Guardiões da natureza
Histórias de agricultores que criaram voluntariamente em suas propriedades uma Reserva Particular do Patrimônio Natural (RPPN)
Lívia Andrade
De carona nas recentes discussões sobre o novo Código Florestal, cuja votação na Câmara dos Deputados ficou para março de 2012, o Sou Agro levantou casos de produtores rurais que fazem mais no tocante à proteção ambiental do que a lei em vigor exige. São histórias como a da família Righetti, que destinou 10,55 hectares de sua propriedade de 29 hectares, que fica na parte capixaba da Serra do Caparaó, para criar uma Reserva Particular do Patrimônio Natural (RPPN). Mas afinal, o que é uma RPPN?
Segundo o Instituto Chico Mendes de Conservação da Biodiversidade (ICMBio), RPPN é “uma unidade de conservação criada em área privada, gravada em caráter de perpetuidade, com o objetivo de conservar a diversidade biológica”. Ela é fruto de uma decisão do proprietário, que por um ato voluntário decide destinar sua propriedade, ou parte dela, para RPPN, sem que isto ocasione perda do direito de propriedade.
A RPPN pode ser municipal, estadual ou federal. Antes de constituí-la é preciso providenciar uma série de documentos e fazer o georreferenciamento da área. Quando tudo estiver pronto, o órgão responsável emite o termo de compromisso que precisa ser averbado em cartório. Depois da constituição da RPPN, o proprietário tem o prazo de cinco anos para fazer o plano de manejo, que engloba o diagnóstico socioambiental da área, o mapeamento biológico de fauna e flora, bem como o zoneamento com as atividades em potencial de cada parte e a frequência com que vão ocorrer.

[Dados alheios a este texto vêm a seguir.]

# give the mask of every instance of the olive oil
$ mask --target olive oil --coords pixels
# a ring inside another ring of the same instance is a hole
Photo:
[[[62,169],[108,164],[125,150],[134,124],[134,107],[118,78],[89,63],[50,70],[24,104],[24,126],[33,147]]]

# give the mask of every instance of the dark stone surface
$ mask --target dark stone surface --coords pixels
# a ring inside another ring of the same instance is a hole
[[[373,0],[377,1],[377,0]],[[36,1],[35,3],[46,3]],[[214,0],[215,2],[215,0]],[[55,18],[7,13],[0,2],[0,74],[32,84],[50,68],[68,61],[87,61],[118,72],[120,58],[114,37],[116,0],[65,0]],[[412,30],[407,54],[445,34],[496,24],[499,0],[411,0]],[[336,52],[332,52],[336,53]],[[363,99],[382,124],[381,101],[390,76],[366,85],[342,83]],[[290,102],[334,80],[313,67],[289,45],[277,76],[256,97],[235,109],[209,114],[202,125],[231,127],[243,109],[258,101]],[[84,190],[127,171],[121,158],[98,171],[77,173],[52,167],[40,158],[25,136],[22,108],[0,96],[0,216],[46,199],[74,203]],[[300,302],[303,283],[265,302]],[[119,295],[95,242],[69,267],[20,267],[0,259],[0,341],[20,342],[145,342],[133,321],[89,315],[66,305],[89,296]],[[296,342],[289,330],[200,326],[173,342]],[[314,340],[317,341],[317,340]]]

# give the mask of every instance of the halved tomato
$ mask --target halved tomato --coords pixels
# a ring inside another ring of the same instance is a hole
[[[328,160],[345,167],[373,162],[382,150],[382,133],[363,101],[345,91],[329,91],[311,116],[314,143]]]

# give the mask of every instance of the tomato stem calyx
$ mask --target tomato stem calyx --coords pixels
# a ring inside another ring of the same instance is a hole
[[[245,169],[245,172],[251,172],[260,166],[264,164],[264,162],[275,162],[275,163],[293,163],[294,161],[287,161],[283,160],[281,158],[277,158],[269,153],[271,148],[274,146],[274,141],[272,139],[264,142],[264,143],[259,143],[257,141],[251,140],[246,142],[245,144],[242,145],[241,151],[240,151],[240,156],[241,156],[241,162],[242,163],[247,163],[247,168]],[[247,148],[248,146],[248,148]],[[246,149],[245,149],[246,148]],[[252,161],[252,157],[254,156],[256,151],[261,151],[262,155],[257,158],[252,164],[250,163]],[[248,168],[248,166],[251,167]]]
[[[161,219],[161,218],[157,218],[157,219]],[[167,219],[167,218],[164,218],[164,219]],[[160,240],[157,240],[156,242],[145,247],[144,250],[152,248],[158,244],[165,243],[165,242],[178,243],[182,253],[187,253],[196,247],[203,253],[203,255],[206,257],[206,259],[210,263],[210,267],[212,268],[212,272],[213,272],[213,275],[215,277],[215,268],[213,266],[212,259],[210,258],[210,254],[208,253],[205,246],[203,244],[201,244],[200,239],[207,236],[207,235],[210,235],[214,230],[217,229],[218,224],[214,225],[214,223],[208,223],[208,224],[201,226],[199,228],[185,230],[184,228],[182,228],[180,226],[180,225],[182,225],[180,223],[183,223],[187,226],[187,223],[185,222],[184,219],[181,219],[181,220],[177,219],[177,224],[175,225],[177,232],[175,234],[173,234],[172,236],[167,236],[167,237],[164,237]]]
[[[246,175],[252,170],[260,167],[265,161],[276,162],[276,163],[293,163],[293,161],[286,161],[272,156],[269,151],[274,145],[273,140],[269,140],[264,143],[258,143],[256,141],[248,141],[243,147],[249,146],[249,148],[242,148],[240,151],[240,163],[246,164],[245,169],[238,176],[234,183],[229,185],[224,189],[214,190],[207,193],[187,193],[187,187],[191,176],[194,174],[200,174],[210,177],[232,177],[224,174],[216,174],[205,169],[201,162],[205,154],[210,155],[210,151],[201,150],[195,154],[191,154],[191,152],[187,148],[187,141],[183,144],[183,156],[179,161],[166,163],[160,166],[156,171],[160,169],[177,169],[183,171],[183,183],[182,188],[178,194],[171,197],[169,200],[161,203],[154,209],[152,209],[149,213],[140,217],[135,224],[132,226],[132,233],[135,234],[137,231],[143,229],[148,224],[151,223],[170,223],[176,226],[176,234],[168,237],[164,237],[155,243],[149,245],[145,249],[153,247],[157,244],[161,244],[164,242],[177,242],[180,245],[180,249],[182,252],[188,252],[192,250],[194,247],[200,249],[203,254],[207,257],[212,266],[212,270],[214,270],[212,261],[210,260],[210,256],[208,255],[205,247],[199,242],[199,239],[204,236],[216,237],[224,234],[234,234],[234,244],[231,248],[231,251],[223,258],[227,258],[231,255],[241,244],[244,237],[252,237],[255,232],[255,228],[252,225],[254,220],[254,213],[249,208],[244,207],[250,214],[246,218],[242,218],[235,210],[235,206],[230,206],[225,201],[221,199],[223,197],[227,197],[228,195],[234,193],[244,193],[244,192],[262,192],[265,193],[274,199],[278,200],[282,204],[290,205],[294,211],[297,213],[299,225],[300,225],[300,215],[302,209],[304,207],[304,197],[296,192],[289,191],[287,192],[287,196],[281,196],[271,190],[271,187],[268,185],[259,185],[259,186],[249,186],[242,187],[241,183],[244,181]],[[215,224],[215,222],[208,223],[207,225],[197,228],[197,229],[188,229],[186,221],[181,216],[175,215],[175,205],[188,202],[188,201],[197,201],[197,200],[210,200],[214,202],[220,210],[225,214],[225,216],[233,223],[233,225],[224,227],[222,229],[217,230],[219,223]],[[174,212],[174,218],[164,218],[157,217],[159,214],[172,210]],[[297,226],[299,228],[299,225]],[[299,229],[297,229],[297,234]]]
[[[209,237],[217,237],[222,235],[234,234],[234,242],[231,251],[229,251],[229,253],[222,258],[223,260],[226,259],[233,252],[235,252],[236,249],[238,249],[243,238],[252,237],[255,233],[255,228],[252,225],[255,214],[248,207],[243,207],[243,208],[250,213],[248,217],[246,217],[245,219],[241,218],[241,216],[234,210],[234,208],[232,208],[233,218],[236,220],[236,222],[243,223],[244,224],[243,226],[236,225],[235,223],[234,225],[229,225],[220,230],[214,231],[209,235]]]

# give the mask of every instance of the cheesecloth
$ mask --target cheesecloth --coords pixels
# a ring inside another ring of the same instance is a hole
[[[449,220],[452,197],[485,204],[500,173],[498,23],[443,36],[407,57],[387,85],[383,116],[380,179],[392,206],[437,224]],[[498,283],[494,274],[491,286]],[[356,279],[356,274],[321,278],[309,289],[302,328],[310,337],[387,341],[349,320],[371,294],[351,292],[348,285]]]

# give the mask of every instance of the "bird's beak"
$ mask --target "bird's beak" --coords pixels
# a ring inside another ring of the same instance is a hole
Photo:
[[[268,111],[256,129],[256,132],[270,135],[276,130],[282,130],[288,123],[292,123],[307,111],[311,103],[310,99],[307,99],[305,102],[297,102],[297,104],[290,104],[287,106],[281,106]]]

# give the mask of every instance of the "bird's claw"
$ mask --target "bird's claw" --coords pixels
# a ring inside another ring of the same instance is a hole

No caso do casal Angela e Severino Righetti – produtores de café, feijão, milho e fibras vegetais no município de Divino São Lourenço, no Espírito Santo, a ideia de criar uma RPPN surgiu por intermédio da filha Emanuelle, quando ela cursava a pós-graduação em educação e gestão ambiental e soube do edital do Programa de Incentivo às RPPNS da Mata Atlântica. “Elaboramos nosso projeto, nos inscrevemos e fomos selecionados”, conta Angela.
O programa envolve três ONGs, Mata Atlântica, Conservação Internacional e The Nature Conservancy (TNC), e disponibiliza recursos para as três fases do processo: documentação, elaboração e implementação do plano de manejo. Para a primeira etapa, a verba é de R$ 10 mil, e para a segunda e a terceira, o montante é de R$ 30 mil cada. “Há casos em que os proprietários pagam todas as despesas; em outros, eles precisam complementar”, diz Mariana Machado, coordenadora do Programa de Incentivo às RPPNs da Mata Atlântica.
Com o recurso, a família Righetti criou a RPPN Cachoeira Alta, que recebeu este nome por causa da queda d’água cênica que tem no local. Atualmente, as principais atividades da RPPN são o “agroturismo”, por meio da Pousada Encanto da Serra, e as luminárias, álbuns fotográficos e porta-retratos artesanais feitos com papel de fibras cultivadas na propriedade: taboa, bananeira, agave. “Parte do valor arrecadado, reinvestimos na reserva, na sua manutenção e na criação de trilhas”, explica Angela.
Hoje, o Brasil tem mais de 1060 RPPNs constituídas. “Têm muitas com perfil conservacionista, que o avô já não deixava tirar madeira da área, e agricultores que veem a RPPN como uma forma de agregar valor à atividade produtiva”, diz Mariana. O ator Marcos Palmeiras tem duas propriedades de orgânicos em Teresópolis e está em trâmite para criação de duas RPPNs.
O produtor de leite João Olinto é outro exemplo. Ele tem um sítio de 15 hectares em Atibaia, sendo cerca de quatro hectares de Mata Atlântica. “Estou com a documentação, mas a RPPN não saiu por causa da morosidade do governo em vir fiscalizar”, diz. Mesmo assim, Olinto não descuida da área. “Eu não deixo ninguém caçar, nem entrar para pegar palmito, xaxim, bromélia”, diz o produtor.
Os benefícios para o proprietário de uma RPPN são: isenção de Imposto Territorial Rural (ITR), prioridade na concessão de crédito e nos programas de pagamento por serviços ambientais. Mas o dono responde por qualquer incidente na área. Por isso, ao decidir criar uma RPPN, a pessoa deve definir se a instituirá no âmbito federal, estadual ou municipal. “Se a propriedade está ao lado de uma unidade de conservação federal, que já tem policiamento ao redor, é mais fácil recorrer ao órgão federal”, diz Mariana.